O segredo da imprensa consistia, à medida que o capitalismo avançava, na rapidez com que chegava aos leitores e na possibilidade de contá-los aos milhões. Era necessário, por isso, que a produção atendesse à multiplicação de exemplares, e que os transportes atendessem à distribuição oportuna, rápida, vertiginosa, dos exemplares velozmente multiplicados. As invenções que tornaram os periódiso empresas industriais aparelhadas, eficientes, capazes de produzir, todos os dias, milhões de jornais, seguiram-se umas às outras, a curtos intervalos. Nos Estados Unidos, a conversão da woodpulp em newsprint marcou essa evolução, caracterizada ainda pelo aparecimento da linotipo.

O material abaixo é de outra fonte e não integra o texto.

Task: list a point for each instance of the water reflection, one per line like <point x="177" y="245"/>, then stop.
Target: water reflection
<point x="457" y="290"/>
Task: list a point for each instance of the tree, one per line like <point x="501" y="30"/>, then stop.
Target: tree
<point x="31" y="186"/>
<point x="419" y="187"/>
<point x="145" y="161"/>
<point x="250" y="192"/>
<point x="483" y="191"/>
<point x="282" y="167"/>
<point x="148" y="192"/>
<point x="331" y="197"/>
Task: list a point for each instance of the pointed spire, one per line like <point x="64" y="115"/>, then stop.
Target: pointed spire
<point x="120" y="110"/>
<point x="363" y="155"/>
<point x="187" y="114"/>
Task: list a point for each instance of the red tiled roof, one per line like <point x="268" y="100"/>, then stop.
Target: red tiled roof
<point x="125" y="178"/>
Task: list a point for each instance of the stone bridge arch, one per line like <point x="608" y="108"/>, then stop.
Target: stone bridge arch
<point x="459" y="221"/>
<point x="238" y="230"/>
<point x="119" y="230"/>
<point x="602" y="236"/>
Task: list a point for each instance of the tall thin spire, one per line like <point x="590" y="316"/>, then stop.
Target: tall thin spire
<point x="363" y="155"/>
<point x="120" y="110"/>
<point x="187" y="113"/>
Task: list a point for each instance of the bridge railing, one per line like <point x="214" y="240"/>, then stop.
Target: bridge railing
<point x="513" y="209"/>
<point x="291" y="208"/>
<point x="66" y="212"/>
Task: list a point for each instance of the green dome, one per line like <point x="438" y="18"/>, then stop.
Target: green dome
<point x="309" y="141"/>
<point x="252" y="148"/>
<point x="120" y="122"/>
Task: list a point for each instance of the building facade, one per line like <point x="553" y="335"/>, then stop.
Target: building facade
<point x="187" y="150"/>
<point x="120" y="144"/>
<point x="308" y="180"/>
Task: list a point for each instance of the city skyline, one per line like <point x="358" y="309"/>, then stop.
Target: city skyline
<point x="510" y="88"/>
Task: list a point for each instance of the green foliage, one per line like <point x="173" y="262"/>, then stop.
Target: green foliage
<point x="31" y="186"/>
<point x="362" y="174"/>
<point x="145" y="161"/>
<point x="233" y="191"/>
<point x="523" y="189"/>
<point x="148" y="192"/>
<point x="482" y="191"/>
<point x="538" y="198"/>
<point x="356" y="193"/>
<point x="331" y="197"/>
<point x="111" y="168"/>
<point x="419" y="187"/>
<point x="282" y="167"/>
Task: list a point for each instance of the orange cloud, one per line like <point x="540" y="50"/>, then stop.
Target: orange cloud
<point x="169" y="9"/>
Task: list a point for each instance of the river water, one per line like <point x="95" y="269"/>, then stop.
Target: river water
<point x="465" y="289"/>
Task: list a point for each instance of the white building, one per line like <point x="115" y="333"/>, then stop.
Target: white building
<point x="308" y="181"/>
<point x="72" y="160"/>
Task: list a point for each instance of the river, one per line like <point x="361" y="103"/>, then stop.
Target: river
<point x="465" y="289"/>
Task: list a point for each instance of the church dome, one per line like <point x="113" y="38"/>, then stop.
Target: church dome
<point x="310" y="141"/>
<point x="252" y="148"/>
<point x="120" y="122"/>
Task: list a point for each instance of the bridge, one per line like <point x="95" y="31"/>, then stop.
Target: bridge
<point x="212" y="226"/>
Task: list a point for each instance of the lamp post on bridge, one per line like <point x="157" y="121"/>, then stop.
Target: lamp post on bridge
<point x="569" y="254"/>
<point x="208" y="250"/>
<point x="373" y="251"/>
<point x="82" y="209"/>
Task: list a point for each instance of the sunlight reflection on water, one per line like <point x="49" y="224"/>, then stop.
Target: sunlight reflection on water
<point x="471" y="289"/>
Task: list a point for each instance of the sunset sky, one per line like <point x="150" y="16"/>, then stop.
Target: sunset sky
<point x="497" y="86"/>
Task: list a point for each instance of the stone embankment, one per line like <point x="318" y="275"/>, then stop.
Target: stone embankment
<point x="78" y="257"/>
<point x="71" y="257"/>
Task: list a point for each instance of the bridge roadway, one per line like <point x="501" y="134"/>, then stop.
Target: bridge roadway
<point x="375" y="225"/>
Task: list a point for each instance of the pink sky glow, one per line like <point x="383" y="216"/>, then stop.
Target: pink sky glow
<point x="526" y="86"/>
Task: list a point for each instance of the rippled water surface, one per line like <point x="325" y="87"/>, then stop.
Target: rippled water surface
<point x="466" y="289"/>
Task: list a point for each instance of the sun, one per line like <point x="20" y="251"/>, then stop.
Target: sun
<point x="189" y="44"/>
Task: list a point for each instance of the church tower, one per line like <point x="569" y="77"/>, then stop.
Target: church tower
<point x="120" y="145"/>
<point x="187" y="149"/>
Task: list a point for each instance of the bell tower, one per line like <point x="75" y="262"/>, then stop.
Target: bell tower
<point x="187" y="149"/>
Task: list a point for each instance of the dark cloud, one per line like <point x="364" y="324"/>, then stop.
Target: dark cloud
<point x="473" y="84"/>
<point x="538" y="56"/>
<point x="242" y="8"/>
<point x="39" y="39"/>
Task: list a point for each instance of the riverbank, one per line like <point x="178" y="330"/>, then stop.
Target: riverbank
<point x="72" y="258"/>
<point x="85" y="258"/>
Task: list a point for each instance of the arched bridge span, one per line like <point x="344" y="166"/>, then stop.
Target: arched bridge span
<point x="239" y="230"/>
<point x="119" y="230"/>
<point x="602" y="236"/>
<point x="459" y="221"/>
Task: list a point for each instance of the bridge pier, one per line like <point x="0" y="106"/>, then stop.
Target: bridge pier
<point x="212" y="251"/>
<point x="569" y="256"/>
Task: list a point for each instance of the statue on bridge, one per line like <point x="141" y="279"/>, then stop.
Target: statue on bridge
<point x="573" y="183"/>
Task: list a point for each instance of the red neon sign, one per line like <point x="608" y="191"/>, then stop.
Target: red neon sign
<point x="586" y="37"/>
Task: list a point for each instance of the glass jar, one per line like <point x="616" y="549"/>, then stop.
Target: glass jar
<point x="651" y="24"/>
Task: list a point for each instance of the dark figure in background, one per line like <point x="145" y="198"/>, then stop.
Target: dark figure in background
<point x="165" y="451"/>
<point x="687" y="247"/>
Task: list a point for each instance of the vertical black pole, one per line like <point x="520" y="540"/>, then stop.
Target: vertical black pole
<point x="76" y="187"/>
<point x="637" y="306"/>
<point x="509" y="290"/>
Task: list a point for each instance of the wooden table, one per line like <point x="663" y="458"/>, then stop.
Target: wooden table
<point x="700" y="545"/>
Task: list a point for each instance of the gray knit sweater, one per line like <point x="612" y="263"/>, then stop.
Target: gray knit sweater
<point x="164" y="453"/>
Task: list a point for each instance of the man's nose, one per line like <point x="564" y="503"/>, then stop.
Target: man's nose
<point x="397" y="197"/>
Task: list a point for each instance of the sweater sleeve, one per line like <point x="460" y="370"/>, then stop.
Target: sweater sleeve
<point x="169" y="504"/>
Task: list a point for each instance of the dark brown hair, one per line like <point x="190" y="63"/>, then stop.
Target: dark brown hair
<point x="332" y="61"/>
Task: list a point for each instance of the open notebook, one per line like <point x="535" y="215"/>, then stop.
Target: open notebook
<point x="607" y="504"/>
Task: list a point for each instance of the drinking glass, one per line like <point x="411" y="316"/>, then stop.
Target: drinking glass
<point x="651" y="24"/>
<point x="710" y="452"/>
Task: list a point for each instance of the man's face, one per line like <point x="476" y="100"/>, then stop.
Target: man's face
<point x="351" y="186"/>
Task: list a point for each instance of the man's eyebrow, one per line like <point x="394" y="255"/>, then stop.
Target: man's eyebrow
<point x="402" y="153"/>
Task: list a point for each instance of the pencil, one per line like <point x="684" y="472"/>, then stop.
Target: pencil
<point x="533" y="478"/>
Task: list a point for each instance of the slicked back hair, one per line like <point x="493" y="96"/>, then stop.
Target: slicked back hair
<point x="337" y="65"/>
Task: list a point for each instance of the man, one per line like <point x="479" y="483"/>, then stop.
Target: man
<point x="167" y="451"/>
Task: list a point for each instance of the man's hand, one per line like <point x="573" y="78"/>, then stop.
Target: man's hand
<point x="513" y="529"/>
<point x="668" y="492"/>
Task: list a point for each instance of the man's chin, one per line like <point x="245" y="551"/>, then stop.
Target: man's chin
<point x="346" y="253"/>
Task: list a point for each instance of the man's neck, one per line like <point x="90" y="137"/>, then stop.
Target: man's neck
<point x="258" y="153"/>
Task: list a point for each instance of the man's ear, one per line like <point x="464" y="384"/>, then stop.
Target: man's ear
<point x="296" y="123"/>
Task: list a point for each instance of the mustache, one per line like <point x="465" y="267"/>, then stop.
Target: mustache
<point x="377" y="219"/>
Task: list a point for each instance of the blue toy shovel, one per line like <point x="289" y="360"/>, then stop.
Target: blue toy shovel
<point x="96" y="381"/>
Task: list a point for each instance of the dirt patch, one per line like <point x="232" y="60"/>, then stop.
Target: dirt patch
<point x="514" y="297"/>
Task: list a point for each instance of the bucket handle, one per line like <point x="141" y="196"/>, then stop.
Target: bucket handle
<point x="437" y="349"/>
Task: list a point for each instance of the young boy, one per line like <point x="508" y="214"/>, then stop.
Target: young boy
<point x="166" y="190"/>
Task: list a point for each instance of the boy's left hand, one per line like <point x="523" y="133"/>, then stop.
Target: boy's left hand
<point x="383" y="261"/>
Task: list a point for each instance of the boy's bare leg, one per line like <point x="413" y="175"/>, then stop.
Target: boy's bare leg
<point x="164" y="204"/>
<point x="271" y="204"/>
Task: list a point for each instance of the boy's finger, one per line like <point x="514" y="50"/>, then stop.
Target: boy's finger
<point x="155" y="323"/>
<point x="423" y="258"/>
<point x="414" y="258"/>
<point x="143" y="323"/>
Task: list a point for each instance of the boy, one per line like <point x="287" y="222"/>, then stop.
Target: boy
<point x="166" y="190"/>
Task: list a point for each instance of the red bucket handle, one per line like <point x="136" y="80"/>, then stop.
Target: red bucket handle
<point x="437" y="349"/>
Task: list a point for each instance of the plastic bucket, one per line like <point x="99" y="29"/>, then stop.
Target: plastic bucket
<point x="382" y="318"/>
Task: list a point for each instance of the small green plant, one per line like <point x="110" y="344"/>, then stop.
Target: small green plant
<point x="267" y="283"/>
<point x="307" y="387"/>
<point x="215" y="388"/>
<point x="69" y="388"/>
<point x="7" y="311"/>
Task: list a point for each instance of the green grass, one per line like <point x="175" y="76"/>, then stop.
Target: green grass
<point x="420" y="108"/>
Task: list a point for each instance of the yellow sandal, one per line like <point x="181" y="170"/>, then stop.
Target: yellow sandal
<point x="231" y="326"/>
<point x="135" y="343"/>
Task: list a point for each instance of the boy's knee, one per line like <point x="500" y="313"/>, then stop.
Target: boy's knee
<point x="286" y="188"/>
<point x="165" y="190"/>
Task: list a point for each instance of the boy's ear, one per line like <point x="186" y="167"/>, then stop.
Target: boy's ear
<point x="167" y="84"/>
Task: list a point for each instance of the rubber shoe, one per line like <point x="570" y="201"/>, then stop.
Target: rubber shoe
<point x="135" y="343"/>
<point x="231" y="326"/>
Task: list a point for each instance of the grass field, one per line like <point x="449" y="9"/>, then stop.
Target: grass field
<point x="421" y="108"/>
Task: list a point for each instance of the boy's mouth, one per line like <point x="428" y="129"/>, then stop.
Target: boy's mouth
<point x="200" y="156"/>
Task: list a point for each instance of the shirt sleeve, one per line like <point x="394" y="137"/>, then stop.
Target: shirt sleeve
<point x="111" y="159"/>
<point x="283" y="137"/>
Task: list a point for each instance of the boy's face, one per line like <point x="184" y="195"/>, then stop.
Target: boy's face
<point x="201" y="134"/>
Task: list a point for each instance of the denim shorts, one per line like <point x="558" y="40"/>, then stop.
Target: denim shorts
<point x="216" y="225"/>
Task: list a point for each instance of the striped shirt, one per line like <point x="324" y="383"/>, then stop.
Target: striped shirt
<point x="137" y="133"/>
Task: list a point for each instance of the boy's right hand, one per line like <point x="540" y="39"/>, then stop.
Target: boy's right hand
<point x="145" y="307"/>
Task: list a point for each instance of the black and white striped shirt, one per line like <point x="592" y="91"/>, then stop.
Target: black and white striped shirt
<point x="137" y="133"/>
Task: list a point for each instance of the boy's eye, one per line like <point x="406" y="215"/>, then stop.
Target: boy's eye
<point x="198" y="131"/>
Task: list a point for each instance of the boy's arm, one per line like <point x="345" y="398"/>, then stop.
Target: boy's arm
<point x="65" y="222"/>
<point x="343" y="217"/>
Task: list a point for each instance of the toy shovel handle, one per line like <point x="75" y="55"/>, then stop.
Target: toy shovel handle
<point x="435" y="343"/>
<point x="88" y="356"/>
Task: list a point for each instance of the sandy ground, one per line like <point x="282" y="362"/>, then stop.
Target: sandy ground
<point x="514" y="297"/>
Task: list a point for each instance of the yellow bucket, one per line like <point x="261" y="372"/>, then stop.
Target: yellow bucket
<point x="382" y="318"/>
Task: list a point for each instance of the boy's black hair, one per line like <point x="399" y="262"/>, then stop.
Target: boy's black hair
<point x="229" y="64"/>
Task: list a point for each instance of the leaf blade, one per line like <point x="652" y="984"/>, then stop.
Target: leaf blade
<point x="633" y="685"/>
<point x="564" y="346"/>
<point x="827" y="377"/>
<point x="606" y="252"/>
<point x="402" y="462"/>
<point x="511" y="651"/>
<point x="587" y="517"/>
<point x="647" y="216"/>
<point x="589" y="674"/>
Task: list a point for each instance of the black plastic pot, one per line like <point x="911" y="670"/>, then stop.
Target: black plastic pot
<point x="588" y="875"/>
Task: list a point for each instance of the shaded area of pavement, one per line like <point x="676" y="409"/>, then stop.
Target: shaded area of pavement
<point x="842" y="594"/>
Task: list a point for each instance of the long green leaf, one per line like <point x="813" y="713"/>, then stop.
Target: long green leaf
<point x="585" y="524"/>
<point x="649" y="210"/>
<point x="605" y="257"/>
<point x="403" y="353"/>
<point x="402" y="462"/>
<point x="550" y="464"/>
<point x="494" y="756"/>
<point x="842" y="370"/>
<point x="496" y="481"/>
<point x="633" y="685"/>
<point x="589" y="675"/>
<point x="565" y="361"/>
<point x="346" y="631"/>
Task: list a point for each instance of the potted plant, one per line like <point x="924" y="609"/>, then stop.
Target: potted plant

Reproduzindo ilustrações rapidamente e a baixo custo, pela velocidade na impressão, nos fins do século, as novas máquinas faziam correr rolos de papel com a velocidade de um trem expresso, saindo os jornais em cores, quando era desejado, e sempre automaticamente contados e dobrados. Isso permitia enorme redução no custo da unidade fabricada, ao mesmo tempo que melhorava a sua qualidade.


Tudo conduzia, finalmente, ao rebaixamento do preço pago pelo leitor, em difusão cada vez mais numerosa, em influência cada vez mais larga, tudo em benefício dos anunciantes. Nos fins do século, nos Estados Unidos, Pulitzer podia oferecer o World a dois cents, reduzidos à metade na edição vespertina, com extensas ilustrações, numerosas faixas de historietas, grandes títulos, notícias sensacionais, enquanto Hearst, partindo da aquisição do decadente Morning Journal, construía o seu império na imprensa, proporcionando ao público inclusive uma guerra, a de Cuba. É fácil avaliar a terrível força de engrenagem que se compõe de agências de notícias, agências de publicidade e cadeias de jornais e revistas, sua influência política, sua capacidade de modificar a opinião, de criar e manter mitos ou de destruir esperanças e combater aspirações.


Quando se verifica que essa gigantesca engrenagem é simples parafuso de engrenagem maior, a que pertence, do capitalismo monopolista, ainda mais fácil é estimar o seu alcance e poder. Sem considerar esses dados, que a fria realidade apresenta, é impossível, entretanto, discutir problemas como o da liberdade de imprensa, aspecto parcial do problema da liberdade de pensamento. E quando são inseridas no quadro as novas técnicas de mobilização da opinião, como a televisão e o rádio, também submetidas, em muitos países, à iniciativa privada e associadas, inclusive, à imprensa, e também submetidas a organizações em cadeia, verifica-se quanto aquele problema fundamental se apresenta complexo e depende do regime predominante.